String to Binary to String
The most ridiculous thing
Here’s the problem, we just upgraded all of our internal applications (15!) to Ruby 2.2.2 from Ruby 2.0.0-p645.
Aaaaaaaaaaaaand something changed of course. Something in the way that strings are encoded.
We use wkhtmltopdf and pdftk in order to create PDFs and fill them out with customer information (pre-filling in the form with relevant info to save our users some time, things like their name in the name field, etc.)
Well if you’ve ever worked with PDFs and Ruby before, you know that this is a giant pain in the ass. When you have HTML that you want to convert to PDF, you’re basically taking the entirety of the HTML, converting it to one massive string, and then rendering the PDF from this string. There are other ways to do it of course, but for the sake of this post let’s just agree that’s what is happening here under the covers.

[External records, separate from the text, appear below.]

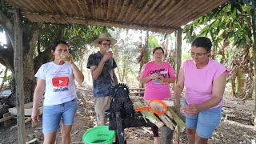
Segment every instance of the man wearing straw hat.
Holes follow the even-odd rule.
[[[89,56],[87,69],[90,69],[94,84],[94,110],[97,126],[105,125],[105,111],[110,108],[111,87],[118,84],[114,73],[117,64],[114,59],[111,46],[117,41],[107,34],[102,34],[93,42],[100,50]]]

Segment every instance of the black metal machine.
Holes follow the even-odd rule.
[[[116,143],[126,143],[124,129],[128,127],[152,126],[154,124],[145,122],[140,113],[135,113],[129,97],[129,88],[119,83],[112,88],[110,108],[106,111],[109,129],[116,132]]]

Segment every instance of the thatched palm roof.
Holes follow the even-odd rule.
[[[227,0],[8,0],[32,22],[170,33]]]

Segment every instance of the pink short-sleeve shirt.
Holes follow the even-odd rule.
[[[224,72],[226,76],[230,74],[223,65],[210,58],[202,69],[198,69],[193,60],[185,61],[182,68],[184,70],[185,98],[188,104],[199,104],[210,99],[213,82]],[[222,104],[223,100],[213,108],[222,106]]]
[[[146,63],[142,71],[142,78],[149,77],[153,74],[158,74],[164,78],[176,78],[174,69],[166,62],[163,62],[160,66],[156,65],[154,62]],[[146,83],[144,99],[165,99],[170,96],[170,83],[162,83],[153,80]]]

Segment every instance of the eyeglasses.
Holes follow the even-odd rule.
[[[191,57],[198,57],[198,58],[202,58],[203,57],[204,55],[206,55],[207,53],[209,53],[210,51],[206,51],[206,53],[194,53],[191,51],[191,50],[190,50],[189,51],[190,53],[190,56]]]
[[[102,43],[102,45],[103,46],[109,46],[109,47],[111,47],[112,46],[112,44],[111,43]]]

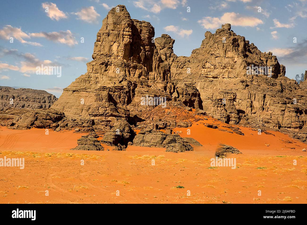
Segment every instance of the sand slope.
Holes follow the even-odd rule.
[[[204,126],[209,122],[230,131],[209,117],[176,128],[203,145],[177,154],[132,146],[124,152],[106,146],[104,151],[72,151],[82,134],[0,127],[0,158],[25,162],[23,169],[0,167],[0,203],[307,202],[307,152],[302,151],[307,145],[278,132],[258,135],[240,127],[242,136]],[[211,167],[220,143],[243,153],[229,156],[236,158],[235,169]]]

So in Ruby 2.0.0-p645 we can force encoding globally, and it was forced to something like ASCII_8BIT. Upgrading to Ruby 2.2.2, all of our PDFs started rendering blank. No error message, no tip off that there was corruption of any kind anywhere. Silent failures are the things I see in my nightmares.
So I start digging around in the code and come upon an old comment:
# FIXME: hack to convert ActionView::OutputBuffer to String to make HTTP client process it correctly.

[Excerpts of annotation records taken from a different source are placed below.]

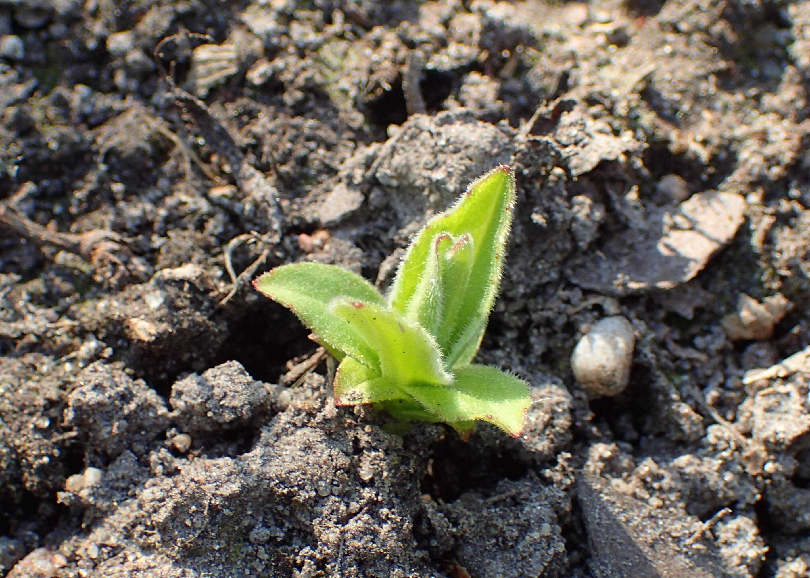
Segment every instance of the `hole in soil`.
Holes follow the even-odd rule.
[[[470,491],[494,488],[502,479],[516,480],[528,472],[528,466],[497,451],[488,440],[492,433],[479,425],[469,442],[454,431],[434,448],[428,475],[422,479],[423,493],[435,499],[452,502]],[[480,428],[480,429],[479,429]]]
[[[455,76],[449,72],[425,70],[419,88],[422,91],[424,105],[431,113],[436,113],[441,104],[453,94],[455,88]]]
[[[287,372],[288,360],[318,347],[295,315],[269,300],[245,308],[242,313],[231,322],[230,336],[210,367],[235,359],[254,380],[277,383]]]
[[[664,0],[628,0],[628,11],[637,16],[654,16],[663,8]]]
[[[407,120],[407,104],[402,80],[366,106],[365,117],[374,128],[386,133],[389,125],[401,125]]]

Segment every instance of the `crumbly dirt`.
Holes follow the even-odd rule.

Cool. Thanks. You put in a hack back in 2013, left the company, didn’t tell anyone about it, and BOOM - time bomb for the next dev.
Here is the hack:
string_data = ('' + data).to_s
…
Adding that leading empty string before the data stream and then stringifying the entire thing apparently avoided an invalid sequence error for UTF-8 encoding (why everything wasn’t in UTF-8 from the beginning is beyond me… We aren’t dealing with anything that shouldn’t just be the most generic encoding available).
I’m going to cut straight to the end and show you what we had to do in order to get these PDFs to render properly once again.

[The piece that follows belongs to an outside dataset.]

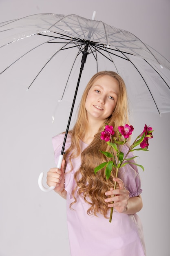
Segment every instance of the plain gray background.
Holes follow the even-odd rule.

From the service that sends the encoded data to the system that stores that data on disk as a PDF:
string_data = ('' + data).to_s.unpack('C*')
response = connection.post(documents_url, params.merge(:file => string_data))
Here we have to call unpack on the stringified data to convert it to binary. There is a great blog post on using pack and unpack that you can read for the dirty details.
When we get to the other service that receives the binary stream, we had to write:
content = content.respond_to?(:pack) ? content.map(&:to_i).pack('C*') : content.to_s
It’s very likely that content will always need to be packed from now on. However, just in case anyone is using the old way of “writing” to this service (this code exists inside the ‘write’ method as a generic endpoint for other services) we’re going to preserve the old way of doing things (which was much simpler if you ask me).